# Data Preprocessing

For our analysis tokenizing phrases rather than individual words could be a better choice due to the presence of important phrases like "United States of America" etc... which might lose context if broken into individual words.

We process the text in batches to speed up the processing time.

In [1]:
import json
import spacy
import os
import time

In [2]:
nlp = spacy.load("en_core_web_sm")

In [3]:
os.makedirs('../data/tokenized', exist_ok=True)

In [4]:
def preprocess_data_phrases(dataset, batch_size=1000):
    tokenized_phrases = []
    
    for doc in nlp.pipe([ " ".join(entry['text']) if isinstance(entry['text'], list) else entry['text'] for entry in dataset], batch_size=batch_size):
        if doc:
            phrases = [chunk.text for chunk in doc.noun_chunks]
            tokenized_phrases.append(phrases)
        else:
            tokenized_phrases.append([])

    return tokenized_phrases

I decided to not lowercase text because our task is NER and some words could lose their distinguishing features when lowercased

In [5]:
with open('../data/cleaned/cleaned_biden_data.json', 'r') as f:
    biden_data = json.load(f)

with open('../data/cleaned/cleaned_obama_data.json', 'r') as f:
    obama_data = json.load(f)

with open('../data/cleaned/cleaned_trump_data.json', 'r') as f:
    trump_data = json.load(f)

In [6]:
start_time = time.time()

In [7]:
print("Processing Biden dataset...")
biden_preprocessed_phrases = preprocess_data_phrases(biden_data)
with open('../data/tokenized/preprocessed_biden_phrases.json', 'w') as f:
    json.dump(biden_preprocessed_phrases, f)

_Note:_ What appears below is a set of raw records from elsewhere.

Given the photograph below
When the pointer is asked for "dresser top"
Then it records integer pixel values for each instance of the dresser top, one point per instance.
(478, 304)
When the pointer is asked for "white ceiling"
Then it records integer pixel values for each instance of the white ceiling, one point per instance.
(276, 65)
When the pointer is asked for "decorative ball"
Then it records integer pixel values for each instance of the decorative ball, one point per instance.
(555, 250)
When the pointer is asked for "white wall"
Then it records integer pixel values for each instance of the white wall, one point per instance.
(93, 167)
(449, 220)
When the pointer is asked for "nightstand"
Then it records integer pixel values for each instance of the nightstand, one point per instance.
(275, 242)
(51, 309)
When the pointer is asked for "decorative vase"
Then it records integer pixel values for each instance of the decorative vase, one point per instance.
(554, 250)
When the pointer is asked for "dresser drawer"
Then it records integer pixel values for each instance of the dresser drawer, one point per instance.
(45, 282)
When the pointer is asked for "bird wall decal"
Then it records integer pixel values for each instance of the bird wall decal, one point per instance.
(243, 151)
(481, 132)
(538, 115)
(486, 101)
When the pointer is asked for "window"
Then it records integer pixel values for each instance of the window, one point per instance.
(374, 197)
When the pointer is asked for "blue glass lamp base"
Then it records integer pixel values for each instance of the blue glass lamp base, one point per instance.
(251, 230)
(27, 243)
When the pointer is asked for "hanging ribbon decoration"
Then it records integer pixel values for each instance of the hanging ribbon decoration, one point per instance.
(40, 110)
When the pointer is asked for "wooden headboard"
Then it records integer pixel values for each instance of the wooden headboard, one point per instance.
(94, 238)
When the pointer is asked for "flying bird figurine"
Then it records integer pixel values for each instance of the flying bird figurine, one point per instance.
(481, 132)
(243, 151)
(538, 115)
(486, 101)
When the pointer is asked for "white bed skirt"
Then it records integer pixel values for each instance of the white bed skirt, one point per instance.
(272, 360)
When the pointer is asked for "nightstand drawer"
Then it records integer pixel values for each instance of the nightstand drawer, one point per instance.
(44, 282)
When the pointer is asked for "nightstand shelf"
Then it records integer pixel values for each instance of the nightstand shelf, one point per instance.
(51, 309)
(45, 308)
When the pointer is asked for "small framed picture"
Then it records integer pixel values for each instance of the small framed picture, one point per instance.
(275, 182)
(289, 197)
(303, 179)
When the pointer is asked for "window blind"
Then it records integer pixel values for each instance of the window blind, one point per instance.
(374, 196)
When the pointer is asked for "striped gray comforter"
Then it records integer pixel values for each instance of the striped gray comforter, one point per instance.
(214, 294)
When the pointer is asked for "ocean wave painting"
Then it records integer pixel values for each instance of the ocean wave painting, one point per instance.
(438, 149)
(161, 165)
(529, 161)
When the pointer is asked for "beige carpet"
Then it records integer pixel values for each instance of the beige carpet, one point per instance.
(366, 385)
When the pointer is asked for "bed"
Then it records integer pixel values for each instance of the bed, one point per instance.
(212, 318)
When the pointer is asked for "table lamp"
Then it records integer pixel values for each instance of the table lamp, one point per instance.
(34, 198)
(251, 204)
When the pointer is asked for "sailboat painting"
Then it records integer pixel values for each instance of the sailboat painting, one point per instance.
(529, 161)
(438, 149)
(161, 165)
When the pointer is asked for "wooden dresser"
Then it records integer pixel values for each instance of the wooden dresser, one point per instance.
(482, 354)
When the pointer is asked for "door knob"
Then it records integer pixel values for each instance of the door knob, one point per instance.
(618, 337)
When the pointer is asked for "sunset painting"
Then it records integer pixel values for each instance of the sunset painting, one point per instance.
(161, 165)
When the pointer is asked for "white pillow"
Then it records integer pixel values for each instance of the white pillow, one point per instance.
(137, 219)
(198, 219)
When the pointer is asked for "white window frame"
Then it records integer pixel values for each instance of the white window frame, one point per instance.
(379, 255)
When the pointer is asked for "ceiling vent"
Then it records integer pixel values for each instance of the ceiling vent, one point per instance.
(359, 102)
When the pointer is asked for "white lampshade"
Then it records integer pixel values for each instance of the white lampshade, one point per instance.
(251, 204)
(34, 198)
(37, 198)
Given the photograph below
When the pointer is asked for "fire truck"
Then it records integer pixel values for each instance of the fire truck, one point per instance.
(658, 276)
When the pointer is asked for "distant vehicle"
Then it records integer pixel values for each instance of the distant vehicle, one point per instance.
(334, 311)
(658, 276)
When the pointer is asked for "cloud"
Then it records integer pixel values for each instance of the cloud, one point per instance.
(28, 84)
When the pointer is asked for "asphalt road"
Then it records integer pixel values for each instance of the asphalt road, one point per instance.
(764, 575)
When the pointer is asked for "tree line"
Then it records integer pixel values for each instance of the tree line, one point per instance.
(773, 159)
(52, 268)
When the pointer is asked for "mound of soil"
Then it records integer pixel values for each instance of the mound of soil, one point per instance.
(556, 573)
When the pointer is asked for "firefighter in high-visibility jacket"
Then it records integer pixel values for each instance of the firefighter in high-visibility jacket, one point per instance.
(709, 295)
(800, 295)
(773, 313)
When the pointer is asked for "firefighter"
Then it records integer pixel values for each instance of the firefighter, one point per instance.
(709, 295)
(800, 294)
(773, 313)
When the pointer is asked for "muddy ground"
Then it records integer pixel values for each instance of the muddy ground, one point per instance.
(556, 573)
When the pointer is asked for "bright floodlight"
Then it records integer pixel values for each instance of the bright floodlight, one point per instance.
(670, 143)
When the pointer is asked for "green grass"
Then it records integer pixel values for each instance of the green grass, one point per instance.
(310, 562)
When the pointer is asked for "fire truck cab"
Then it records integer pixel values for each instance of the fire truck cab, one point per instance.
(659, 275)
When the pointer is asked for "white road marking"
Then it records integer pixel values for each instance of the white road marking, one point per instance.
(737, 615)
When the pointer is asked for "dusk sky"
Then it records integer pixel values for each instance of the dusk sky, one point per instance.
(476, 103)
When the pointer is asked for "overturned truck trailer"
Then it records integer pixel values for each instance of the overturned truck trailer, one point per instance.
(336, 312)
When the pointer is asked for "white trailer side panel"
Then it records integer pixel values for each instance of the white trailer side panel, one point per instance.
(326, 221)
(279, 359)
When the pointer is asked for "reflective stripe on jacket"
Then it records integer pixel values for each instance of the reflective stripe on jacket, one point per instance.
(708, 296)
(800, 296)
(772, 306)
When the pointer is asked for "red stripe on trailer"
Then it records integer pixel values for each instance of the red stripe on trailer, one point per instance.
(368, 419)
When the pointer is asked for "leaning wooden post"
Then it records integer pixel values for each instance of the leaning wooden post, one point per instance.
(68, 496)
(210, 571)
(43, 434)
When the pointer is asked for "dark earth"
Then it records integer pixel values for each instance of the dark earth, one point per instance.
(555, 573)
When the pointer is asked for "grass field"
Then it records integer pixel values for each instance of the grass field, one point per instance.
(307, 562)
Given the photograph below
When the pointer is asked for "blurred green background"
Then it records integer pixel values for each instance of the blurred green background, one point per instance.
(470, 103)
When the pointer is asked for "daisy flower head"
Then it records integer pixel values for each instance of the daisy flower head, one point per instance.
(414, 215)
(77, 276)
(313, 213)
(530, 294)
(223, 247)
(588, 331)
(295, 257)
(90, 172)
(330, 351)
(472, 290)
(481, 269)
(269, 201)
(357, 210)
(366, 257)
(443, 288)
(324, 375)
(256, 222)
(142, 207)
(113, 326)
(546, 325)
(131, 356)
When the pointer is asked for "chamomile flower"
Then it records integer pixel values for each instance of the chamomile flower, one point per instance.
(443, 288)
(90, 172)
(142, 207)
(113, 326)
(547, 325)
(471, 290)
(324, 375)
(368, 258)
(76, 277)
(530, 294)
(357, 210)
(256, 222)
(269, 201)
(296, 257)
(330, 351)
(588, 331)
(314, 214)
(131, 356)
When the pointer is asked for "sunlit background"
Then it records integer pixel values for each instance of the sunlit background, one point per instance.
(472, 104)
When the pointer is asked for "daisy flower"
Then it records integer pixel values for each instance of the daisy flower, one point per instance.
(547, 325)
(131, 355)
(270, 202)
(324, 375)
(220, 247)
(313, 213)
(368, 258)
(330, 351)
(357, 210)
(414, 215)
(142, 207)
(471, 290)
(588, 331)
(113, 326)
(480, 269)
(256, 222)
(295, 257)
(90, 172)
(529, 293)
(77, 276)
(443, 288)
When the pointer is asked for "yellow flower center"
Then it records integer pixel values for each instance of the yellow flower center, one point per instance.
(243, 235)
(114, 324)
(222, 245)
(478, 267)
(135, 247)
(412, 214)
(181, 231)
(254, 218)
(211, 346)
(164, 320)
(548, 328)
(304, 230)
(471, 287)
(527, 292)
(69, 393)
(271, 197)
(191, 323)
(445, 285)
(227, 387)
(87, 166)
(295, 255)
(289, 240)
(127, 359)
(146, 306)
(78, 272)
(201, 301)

Processing Biden dataset...


In [8]:
print("Processing Obama dataset...")
obama_preprocessed_phrases = preprocess_data_phrases(obama_data)
with open('../data/tokenized/preprocessed_obama_phrases.json', 'w') as f:
    json.dump(obama_preprocessed_phrases, f)

Processing Obama dataset...


In [9]:
print("Processing Trump dataset...")
trump_preprocessed_phrases = preprocess_data_phrases(trump_data)
with open('../data/tokenized/preprocessed_trump_phrases.json', 'w') as f:
    json.dump(trump_preprocessed_phrases, f)

Processing Trump dataset...


In [10]:
end_time = time.time()
print(f"Preprocessing completed in {end_time - start_time} seconds")

Preprocessing completed in 14299.131327867508 seconds